Я знаю, почему мне хочется утонуть в объятиях русалки. Мой индивидуализм – это эскапизм. Я говорю это безокрасно – как факт. Моё желание обособиться в личном вызвано политическим разочарованием в общественном. Будь то дети, похищенные американскими пограничниками, или украинские националисты, рассуждающие про “дегенератов” и “врагов” на гей-прайде, – поток новостей создаёт ощущение смыкающихся стен. Мир будто бы подкис и завонялся.
Чем старше я становлюсь, тем меньше у меня остаётся времени и надежд на воплощение своих снов. Отсюда спешка, более истовое глотание доступного воздуха. От Мелании Трамп я бегу в меланин – свечение чёрной кожи, запах кокосового масла, и губы, смягчающие моё столкновение с реальностью. Так черепаха втягивает шею в панцирь, и оказывается в безопасности внутренней мглы. С её наступлением в саду начинает благоухать бругмансия – растение-дурман, моя “душистая царица ночи”. “Не сравнивай меня с ночью”, – говорит мне подруга из Конго. Язык её остывает, как ветер у моря. Не в этом ли цель власти кадавров: разобщить и обособить нас по кельям индивидуальных сновидений?

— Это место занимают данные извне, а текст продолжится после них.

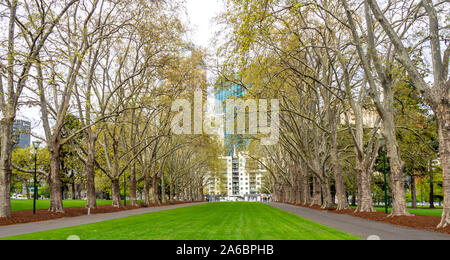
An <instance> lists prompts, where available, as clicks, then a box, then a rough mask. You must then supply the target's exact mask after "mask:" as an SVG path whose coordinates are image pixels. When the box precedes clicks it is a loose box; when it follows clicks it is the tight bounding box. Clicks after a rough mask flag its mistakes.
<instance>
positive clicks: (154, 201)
mask: <svg viewBox="0 0 450 260" xmlns="http://www.w3.org/2000/svg"><path fill="white" fill-rule="evenodd" d="M152 183H153V203H155V204H158V205H160V204H161V202H160V201H159V185H158V176H156V174H153V177H152Z"/></svg>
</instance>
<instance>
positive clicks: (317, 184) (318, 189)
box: [311, 177, 322, 206]
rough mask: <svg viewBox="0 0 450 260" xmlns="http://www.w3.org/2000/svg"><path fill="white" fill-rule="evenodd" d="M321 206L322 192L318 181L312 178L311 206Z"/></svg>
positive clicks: (319, 181) (321, 199)
mask: <svg viewBox="0 0 450 260" xmlns="http://www.w3.org/2000/svg"><path fill="white" fill-rule="evenodd" d="M315 205H317V206H320V205H322V192H321V188H320V181H319V179H318V178H317V177H313V199H312V201H311V206H315Z"/></svg>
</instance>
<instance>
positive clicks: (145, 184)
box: [144, 168, 150, 206]
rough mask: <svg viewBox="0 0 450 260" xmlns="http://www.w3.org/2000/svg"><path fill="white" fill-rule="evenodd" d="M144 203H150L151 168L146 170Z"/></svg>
mask: <svg viewBox="0 0 450 260" xmlns="http://www.w3.org/2000/svg"><path fill="white" fill-rule="evenodd" d="M144 204H145V205H146V206H148V205H150V170H149V168H146V169H145V170H144Z"/></svg>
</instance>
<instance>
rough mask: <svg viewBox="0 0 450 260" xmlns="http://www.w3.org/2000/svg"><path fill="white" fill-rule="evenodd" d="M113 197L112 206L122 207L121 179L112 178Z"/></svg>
mask: <svg viewBox="0 0 450 260" xmlns="http://www.w3.org/2000/svg"><path fill="white" fill-rule="evenodd" d="M111 197H112V206H113V207H114V208H121V207H122V202H121V198H120V180H119V179H113V180H111Z"/></svg>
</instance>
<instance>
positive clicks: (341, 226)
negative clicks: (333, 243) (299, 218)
mask: <svg viewBox="0 0 450 260" xmlns="http://www.w3.org/2000/svg"><path fill="white" fill-rule="evenodd" d="M269 205H270V206H272V207H275V208H277V209H281V210H284V211H287V212H289V213H292V214H294V215H297V216H299V217H301V218H304V219H307V220H310V221H313V222H316V223H319V224H322V225H324V226H328V227H331V228H334V229H337V230H341V231H343V232H346V233H349V234H352V235H355V236H357V237H360V238H363V239H368V238H369V237H372V238H380V239H381V240H450V235H446V234H443V233H437V232H431V231H424V230H418V229H412V228H407V227H401V226H395V225H390V224H386V223H381V222H376V221H371V220H365V219H361V218H356V217H353V216H349V215H340V214H334V213H329V212H327V211H320V210H314V209H309V208H303V207H296V206H292V205H286V204H280V203H269ZM374 236H376V237H374Z"/></svg>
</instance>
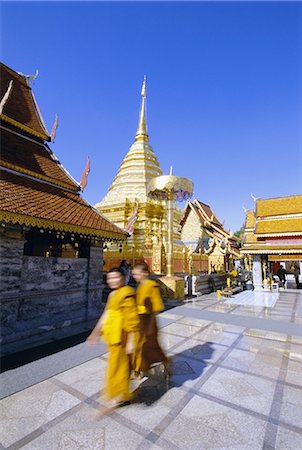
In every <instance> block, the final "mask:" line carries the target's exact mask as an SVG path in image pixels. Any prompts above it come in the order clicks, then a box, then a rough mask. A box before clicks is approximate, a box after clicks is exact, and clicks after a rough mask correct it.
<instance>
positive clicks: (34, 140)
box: [0, 64, 126, 240]
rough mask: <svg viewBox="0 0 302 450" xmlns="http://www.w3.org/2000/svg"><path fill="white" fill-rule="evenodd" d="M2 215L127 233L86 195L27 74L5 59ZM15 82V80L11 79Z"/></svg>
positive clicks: (1, 91) (1, 125) (2, 68)
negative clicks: (13, 65)
mask: <svg viewBox="0 0 302 450" xmlns="http://www.w3.org/2000/svg"><path fill="white" fill-rule="evenodd" d="M0 70H1V94H0V99H1V108H2V111H1V114H0V119H1V160H0V173H1V197H0V220H2V221H4V222H11V223H14V224H16V223H18V224H20V225H26V226H37V227H41V228H49V229H56V230H62V231H69V232H71V233H82V234H85V235H91V236H99V237H101V238H104V239H106V238H108V239H118V240H120V239H125V237H126V233H125V232H124V231H123V230H121V229H120V228H118V227H117V226H116V225H114V224H113V223H111V222H110V221H109V220H107V219H106V218H105V217H103V216H102V215H101V214H100V213H99V212H98V211H96V210H95V209H94V208H93V207H92V206H91V205H89V204H88V203H87V202H86V201H85V200H84V199H83V198H82V197H81V196H80V192H79V191H80V190H81V187H80V186H79V184H78V183H77V182H76V181H75V180H74V179H73V178H72V177H71V175H70V174H69V173H68V172H67V171H66V169H65V168H64V167H63V166H62V165H61V163H60V162H59V160H58V159H57V158H56V156H55V155H54V153H53V152H52V151H51V149H50V148H49V147H48V145H47V143H46V141H50V140H51V137H50V135H49V133H48V131H47V129H46V126H45V124H44V121H43V118H42V116H41V113H40V111H39V108H38V106H37V103H36V102H35V99H34V96H33V93H32V89H31V87H30V84H29V80H28V77H26V76H24V75H20V74H18V73H16V72H15V71H13V70H12V69H10V68H9V67H7V66H5V65H4V64H1V67H0ZM11 81H12V83H11Z"/></svg>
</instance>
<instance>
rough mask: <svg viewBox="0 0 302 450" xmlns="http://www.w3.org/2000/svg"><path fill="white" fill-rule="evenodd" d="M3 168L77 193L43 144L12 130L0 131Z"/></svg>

“Да”, – говорят мои левые товарищи, и тут же предлагают слиться в монолит добра. Я уже был в монолите, товарищи – душно! Ценность индивидуальности – это ценность каждой человеческой жизни, безотносительно её содержания. Отказ от этой ценности делает гуманизм невозможным.
Сказав это, я понимаю: то, что я зову своей индивидуальностью является не только совокупностью моих особенностей, но также и общественным проектом, который постоянно уточняется посредством потребления товаров и символов. “Я” всегда под вопросом, в тени чего-то, что спешит им обозваться, и утащить меня от социального протеста прочь – в лояльную экономическую функциональность. Капитализм позволяет мне быть кем угодно, но только до тех пор, пока я участвую в производстве капитала, и выражаю свою рыночную нишу.
Чтобы там не воспалялось по правому борту, фундаментальным процессом нашего времени является смерть веры. Не той, которая в боженьку, а вообще. Сегодня больше ничего не факт, и это тревожит решительно всех. Сохраняя верность отдельным идеологическим положениям, мы более не в состоянии проваливаться в идеи с потрохами. Это – хорошо. И изнурительно, ведь в отношении со всем приходится, вдруг, думать. Куда легче было бы стать православным, передать своё судьбу в руки небесной канцелярии, и дожидаться кареты из рая. Да только кто её отправит, если и бог лишился поддержки нашего воображения? Он ещё "есть", но уже не вставляет как раньше.
Сами опиаты идей ослабели. Вернуть им былую мощь могут лишь стимуляторы технологий вроде VR. Ну а вообще пора искать новый наркотик; отказаться от поиска чего-то "подлинного" и "действительного". Общество не может быть реальным. Город – это нагромождение фантазмов. Истина необязательна. “Ты робот или человек?”, – спрашивает герой сериала The Westworld, и получает ответ: “Какая разница, если ты сам не можешь ответить на этот вопрос?”.
Я более не являюсь коллективным, но углубление в личное не освобождает меня от необходимости участвовать в монстре общества. В итоге, я бегу по кольцевой – от толпы к себе, и обратно. Это напоминает океан. Волна сбегает на берег, чтобы уже в следующий миг вернуться в сплошь. Так и я – то хлыну прочь, то снова вспять. "Я – личность!", – говорит фрактал.